また、QスイッチYAGレーザは大型で高価であるうえに、光学遅延の長さは例えばtd=5×10-8sec.の場合15mとなり、アライメントなどの取扱いが容易ではないという欠点がある。
ビームスプリッタと光学遅延を用いずに、QスイッチYAGレーザを2台独立に駆動して2枚の基板に照射することも可能であると考えられるが、システムとしてはさらに大型で高価になる。
特開平6−97249号公報 莅戸 立夫、外2名、「光照射半導体基板を用いたサブミリ波変調法」、電子情報通信学会論文誌、C−1、Vol.J80−C−1、No.6、pp.259−266、1997年6月
上述したように、半導体基板上に励起光を入射することにより電磁波の透過率または反射率を変化させる方法が知られており、この励起光源として変調に十分な照度を得やすいパルスレーザを用いられる。
しかしながら、パルスレーザによる動作では10-8sec.以下の変調動作時間は容易に得られるが、約10-6sec.以下の時間スケールで任意に変えることはできないという問題があった。
さらに、QスイッチYAGレーザをはじめとするパルスレーザは、光源や検出器などの他の構成機器に比して大型で高価であり、これらを用いたシステムの実用化を阻む一因となっている。一方、任意の光パルス波形を得られるLED等の固体発光素子では、十分な変調を達成するための照度を発生できない。
本発明は上記事情に鑑みなされたものであって、半導体基板に励起光を照射して、波長が1×10-2〜1×10-5mの電磁波に対する反射率もしくは透過率を制御することにより上記電磁波を変調する電磁変調器において、最短の立ち上がり/立下り時間がパルスレーザを用いた場合と同等であって、変調動作時間を10-6〜10-9sec.の範囲で任意に変えることができ、かつ、変調された電磁波の波形の立ち上がりおよび立下りの波形をそれぞれ自由に設定することができる、従来の励起光源であるパルスレーザを用いたものよりも遥かに小型で安価な電磁波変調器を提供することを目的とする。

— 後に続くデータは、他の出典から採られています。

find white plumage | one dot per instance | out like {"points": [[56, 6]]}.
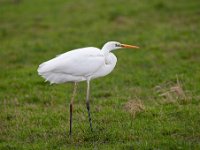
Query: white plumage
{"points": [[80, 65]]}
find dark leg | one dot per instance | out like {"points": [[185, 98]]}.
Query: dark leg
{"points": [[88, 103], [71, 108]]}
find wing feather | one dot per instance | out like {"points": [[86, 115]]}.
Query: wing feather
{"points": [[79, 62]]}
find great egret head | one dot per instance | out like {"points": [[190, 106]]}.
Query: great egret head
{"points": [[113, 45]]}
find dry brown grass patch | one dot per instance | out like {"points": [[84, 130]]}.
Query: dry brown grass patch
{"points": [[134, 107], [172, 92]]}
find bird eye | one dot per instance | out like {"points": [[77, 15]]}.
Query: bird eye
{"points": [[117, 45]]}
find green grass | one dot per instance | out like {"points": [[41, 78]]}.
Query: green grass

被変調電磁波に対する半導体基板の反射率(R)および消衰係数(k)は励起される自由キャリア密度に強く依存し、自由キャリア密度が高いほど反射率(R)は1に近づき、消衰係数(k)は大きくなる。
例として、図10に波長3×10-4mの電磁波に対するシリコン(Si)の反射率の自由キャリア密度依存性を示す。同図の横軸は自由キャリア密度、縦軸は反射率(R)である。
同図から明らかなように、およそ、6×1021-3以上の自由キャリア密度が達成できれば反射率(R)はほぼ1となり飽和することがわかる。
励起光はその波長に応じた光侵入長だけ半導体基板に侵入し吸収され、自由キャリアを励起する。励起された自由キャリアは半導体基板内を拡散する。半導体基板に吸収される励起光量とその時間波形、光侵入長および拡散の度合いによって達成される自由キャリア密度が決まる。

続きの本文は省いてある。